The table format provides a simple way to create the filter file. Each filtering section in the file begins with EventStart and ends with EventEnd. If an entry in the event log matches all the criteria you specified within a filtering section, it is considered a match and an event is raised in AppManager. If you have more than one filtering section, an entry matching either section raises an event.
For example, the following table format file provides two filter sections:
EventStart CaseSensitive: n Log: System Type: Error|Warning|Information Source: ^SQL* Category: * EVENTID: 1[0-9][0-9][0-9] User: Sam|Joe|Chris Computer: SFO* Description: ($Error.*)|(.*error.*occurred.$) EventEnd EventStart CaseSensitive: n Log: Application Type: Error|Warning|Information Source: ^SQL* Category: * EVENTID: 1[0-9][0-9][0-9] User: Sam|Joe|Chris Computer: SFO* Description: ($Error.*)|(.*error.*occurred.$) EventEnd
NOTE:If you specify only one filter section, do not include the EventStart and EventEnd lines in the file.

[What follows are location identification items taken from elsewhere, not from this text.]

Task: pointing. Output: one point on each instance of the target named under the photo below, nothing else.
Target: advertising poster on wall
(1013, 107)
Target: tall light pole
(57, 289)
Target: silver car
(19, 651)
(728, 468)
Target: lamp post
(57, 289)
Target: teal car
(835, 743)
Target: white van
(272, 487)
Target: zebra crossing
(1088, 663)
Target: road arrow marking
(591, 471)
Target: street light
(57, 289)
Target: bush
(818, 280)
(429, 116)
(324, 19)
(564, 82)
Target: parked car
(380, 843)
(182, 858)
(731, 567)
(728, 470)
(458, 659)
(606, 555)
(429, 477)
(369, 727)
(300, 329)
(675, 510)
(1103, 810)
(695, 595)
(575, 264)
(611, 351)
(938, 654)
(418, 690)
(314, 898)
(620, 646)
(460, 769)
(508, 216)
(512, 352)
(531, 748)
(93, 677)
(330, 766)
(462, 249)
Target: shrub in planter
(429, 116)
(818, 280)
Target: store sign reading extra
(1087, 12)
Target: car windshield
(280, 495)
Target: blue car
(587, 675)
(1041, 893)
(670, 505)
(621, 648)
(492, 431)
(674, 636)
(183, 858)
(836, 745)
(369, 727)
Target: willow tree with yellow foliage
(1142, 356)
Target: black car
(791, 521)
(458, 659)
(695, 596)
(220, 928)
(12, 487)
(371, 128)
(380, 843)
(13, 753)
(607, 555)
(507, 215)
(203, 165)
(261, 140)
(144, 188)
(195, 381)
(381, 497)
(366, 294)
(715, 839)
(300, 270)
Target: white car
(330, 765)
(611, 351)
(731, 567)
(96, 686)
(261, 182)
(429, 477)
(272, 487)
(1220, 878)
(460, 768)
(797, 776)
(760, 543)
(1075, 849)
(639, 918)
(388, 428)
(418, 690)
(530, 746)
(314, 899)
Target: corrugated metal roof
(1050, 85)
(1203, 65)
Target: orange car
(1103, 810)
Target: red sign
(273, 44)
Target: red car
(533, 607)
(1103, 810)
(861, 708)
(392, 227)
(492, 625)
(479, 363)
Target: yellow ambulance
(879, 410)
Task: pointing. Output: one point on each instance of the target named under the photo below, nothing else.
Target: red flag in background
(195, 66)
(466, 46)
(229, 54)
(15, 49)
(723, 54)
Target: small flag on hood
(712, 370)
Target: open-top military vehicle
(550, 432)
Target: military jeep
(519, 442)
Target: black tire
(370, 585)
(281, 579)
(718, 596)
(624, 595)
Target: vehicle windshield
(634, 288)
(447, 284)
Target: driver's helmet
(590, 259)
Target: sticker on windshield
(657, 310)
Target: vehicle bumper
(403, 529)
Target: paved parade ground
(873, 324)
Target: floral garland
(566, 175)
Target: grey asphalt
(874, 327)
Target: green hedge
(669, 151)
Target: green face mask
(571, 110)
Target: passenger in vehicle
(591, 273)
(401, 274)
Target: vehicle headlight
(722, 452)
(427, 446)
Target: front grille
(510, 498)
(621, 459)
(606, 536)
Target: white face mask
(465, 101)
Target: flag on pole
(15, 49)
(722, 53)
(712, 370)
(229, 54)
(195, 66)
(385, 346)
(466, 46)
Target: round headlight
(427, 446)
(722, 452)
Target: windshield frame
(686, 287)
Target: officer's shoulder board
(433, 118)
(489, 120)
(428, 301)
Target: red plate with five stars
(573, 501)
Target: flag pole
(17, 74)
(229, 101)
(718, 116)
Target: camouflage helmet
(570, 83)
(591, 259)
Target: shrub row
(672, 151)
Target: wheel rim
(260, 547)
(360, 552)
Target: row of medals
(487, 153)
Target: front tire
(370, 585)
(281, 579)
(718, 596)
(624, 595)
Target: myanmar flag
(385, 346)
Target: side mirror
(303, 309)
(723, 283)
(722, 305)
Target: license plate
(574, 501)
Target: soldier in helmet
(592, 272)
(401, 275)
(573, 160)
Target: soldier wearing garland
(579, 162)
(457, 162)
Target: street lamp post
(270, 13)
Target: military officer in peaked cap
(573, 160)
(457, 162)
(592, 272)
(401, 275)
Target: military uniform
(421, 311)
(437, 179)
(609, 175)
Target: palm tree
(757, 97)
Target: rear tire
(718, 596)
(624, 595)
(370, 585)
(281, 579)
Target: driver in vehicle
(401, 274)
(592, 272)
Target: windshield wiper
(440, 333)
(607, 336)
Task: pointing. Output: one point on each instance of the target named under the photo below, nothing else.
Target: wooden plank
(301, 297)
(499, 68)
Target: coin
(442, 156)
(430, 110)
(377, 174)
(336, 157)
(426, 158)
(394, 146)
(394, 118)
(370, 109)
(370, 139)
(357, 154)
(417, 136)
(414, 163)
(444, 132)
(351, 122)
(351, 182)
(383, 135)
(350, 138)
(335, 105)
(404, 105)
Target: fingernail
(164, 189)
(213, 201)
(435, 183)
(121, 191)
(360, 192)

The XML format is somewhat more sophisticated and more flexible than the table format. The XML format allows you to set both include and exclude filters using the <Include> and <Exclude> tags and to combine these filter sets to define the search criteria. Each filtering section in the file begins with the <Events> tag. An log entry must match all the criteria you specified within a filtering section for it to be considered a match.
For example:
<?xml version = "1.0" standalone = "yes"?> <EventLogConfig Name = "Event Filter" Type = "EVENT_FILTER_CUSTOM" ID = "76"> <Include> <Events> <Log>Application</Log> <Type>INFORMATION|WARNING|ERROR</Type> <Source><Net*]></Source> <Category>*</Category> <EVENTID>2*</EVENTID> <User>*</User> <Computer>*</Computer> <Description><![CDATA[Event.]]></Description> <CaseSensitive>y</CaseSensitive> </Events> <Events> <Log>System</Log> <Type>Warning</Type> <Source>RSVP</Source> <Category>*</Category> <EVENTID>*</EVENTID> <User>*</User> <Computer>SHASTA</Computer> <Description>RSVP*</Description> <CaseSensitive>y</CaseSensitive> </Events> </Include> </EventLogConfig>
NOTE:If a field contains a regular expression that conflicts with XML syntax or includes special characters, you can use ![CDATA[regular_expression]] to enclose the expression and prevent parsing problems.